HWL has warned that the extension of current newbuild requirements for laminate glass in accessible windows and doors to home improvement, would massively increase cost and complexity for installers.

The specialist manufacturer of Residence Collection says, any decision to extend current provisions under PAS24 to replacement markets as part of the revision of Part Q, would increase weight and associated handling costs. Affecting anyone fitting R9 as a glass-bonded system.

With the consultation on Part Q already overdue and expected to start early in 2023. It warns the new requirement could impact the industry, as early as summer next year.

Graham Howatson, director, HWL, said: “It can be painful enough in a new build environment where in most cases access is more straightforward.
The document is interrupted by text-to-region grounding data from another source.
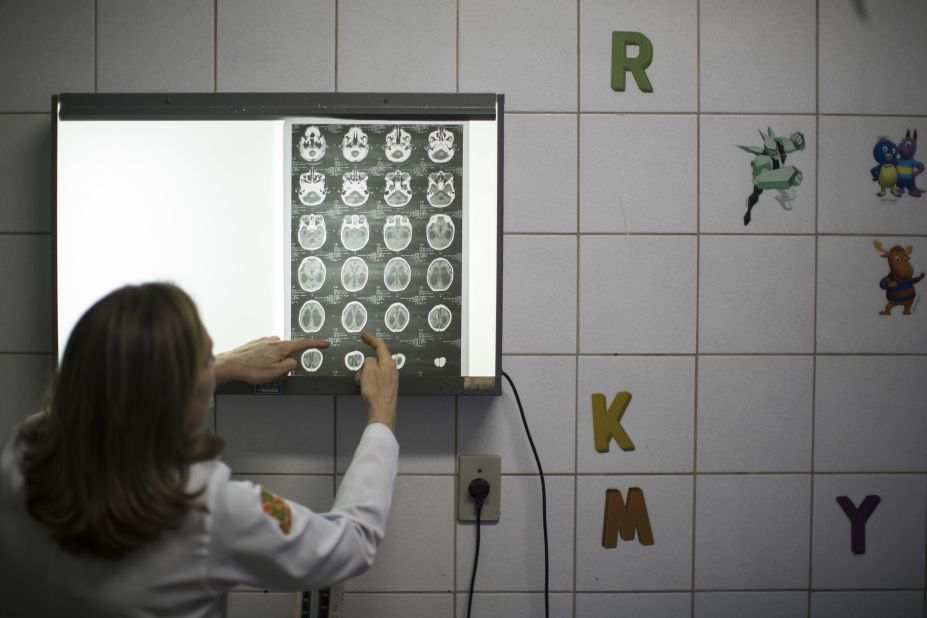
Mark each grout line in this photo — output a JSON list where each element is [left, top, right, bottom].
[[333, 0, 341, 92], [692, 1, 702, 611], [503, 232, 927, 238], [213, 0, 218, 93], [808, 2, 821, 615], [573, 0, 582, 614], [94, 0, 98, 93]]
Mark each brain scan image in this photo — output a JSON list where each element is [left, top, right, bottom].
[[341, 169, 369, 207], [383, 215, 413, 252], [297, 256, 326, 292], [391, 353, 406, 369], [301, 348, 323, 372], [344, 350, 365, 371], [383, 257, 412, 292], [427, 127, 456, 163], [384, 302, 410, 333], [298, 214, 327, 251], [342, 301, 368, 333], [384, 126, 413, 163], [340, 256, 368, 292], [298, 126, 327, 162], [340, 214, 370, 251], [434, 357, 447, 368], [425, 214, 454, 250], [383, 170, 412, 207], [428, 304, 452, 332], [298, 300, 325, 333], [298, 169, 328, 206], [426, 258, 454, 292], [426, 171, 455, 207], [341, 126, 369, 162]]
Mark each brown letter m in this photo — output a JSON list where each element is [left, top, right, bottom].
[[601, 487, 654, 548]]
The idea of handling large R9 frames and glass-bonded units in a period installation is the thing of nightmares for fitters!
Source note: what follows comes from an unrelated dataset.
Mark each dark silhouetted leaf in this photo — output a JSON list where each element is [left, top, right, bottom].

“Nothing is definite, but the signs point to an extension of current Part Q new build requirements, under PAS24:2016 to the replacement market.”
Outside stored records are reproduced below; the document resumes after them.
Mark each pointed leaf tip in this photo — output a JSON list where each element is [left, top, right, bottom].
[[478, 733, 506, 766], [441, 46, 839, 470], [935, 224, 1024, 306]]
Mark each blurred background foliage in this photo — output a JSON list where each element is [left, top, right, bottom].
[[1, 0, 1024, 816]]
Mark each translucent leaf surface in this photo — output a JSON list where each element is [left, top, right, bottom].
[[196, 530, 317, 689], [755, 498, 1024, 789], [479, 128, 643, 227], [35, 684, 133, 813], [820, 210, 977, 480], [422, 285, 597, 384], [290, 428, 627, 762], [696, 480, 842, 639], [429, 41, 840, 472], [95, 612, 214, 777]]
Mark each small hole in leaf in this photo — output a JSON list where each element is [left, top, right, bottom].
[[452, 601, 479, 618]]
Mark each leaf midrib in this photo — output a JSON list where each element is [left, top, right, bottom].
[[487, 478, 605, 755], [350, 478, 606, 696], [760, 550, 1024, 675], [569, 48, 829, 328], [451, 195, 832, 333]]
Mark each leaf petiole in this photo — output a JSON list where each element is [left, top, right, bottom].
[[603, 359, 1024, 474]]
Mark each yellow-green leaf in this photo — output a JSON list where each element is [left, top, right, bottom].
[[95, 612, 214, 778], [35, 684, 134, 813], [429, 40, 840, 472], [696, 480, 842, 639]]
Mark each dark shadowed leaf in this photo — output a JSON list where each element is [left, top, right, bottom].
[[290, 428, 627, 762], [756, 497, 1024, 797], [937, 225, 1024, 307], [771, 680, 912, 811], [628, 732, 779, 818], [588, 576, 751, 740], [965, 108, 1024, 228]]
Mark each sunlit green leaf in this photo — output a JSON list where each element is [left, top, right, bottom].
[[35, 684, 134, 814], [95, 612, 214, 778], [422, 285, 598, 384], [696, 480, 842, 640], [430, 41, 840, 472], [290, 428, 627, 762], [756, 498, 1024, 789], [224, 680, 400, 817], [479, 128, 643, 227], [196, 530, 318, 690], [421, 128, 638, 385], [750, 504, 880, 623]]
“That would mean, amongst other things, laminate glass on accessible doors and windows bringing far more weight into already heavy to handle product.”

He points out that a standard IGU in a 4/20/4mm configuration will weigh in at around 20kg/m2. This compares to a standard laminate unit in a 6/16/8.8mm configuration. comes in at around 35kg/m2 – a 75% increase in weight.

“It’s not only the inconvenience and the cost,” Graham continued, “there’s also a health and safety issue, the kind of weights we’re talking about present very real risk of injury.

“Handling frames and glass separately doesn’t eliminate that risk entirely, but it does reduce it.”

Residence 9 windows

HWL pioneered the development of a non-glass-bonded 90° jointed R9 window in 2017. This replicates a traditional 90° mechanical joint on both sides of a welded sash.

This effectively eliminates the pre-existing requirement to glass-bond the sash, reducing weight and simplifying handling and installation. This is done, by allowing installers to glaze windows in the same way as any other PVC-U system.

Cost modelling by the trade fabricator, suggests that this delivers savings of up to £500. On average it takes three-day’s to install, by making handling easier. There is then no requirement to bring in more labour into fitting teams.

Graham argues, it also allows installers to lower glass costs by sourcing IGUs locally. Delivering on average a further 10% saving. This extends to the supply of astragal bars, which HWL offers in kit form. This allows the installers to source heritage designs locally.

“We need to see where Part Q goes, but the fact is at present there are lots of pointers, which suggest the requirement for laminate glass that we have in new build will be extended to home improvement.”

“If that happens, it’s going to add big costs for everyone, but for installers fitting R9 as a glass bonded system a host of additional complexities and overhead.”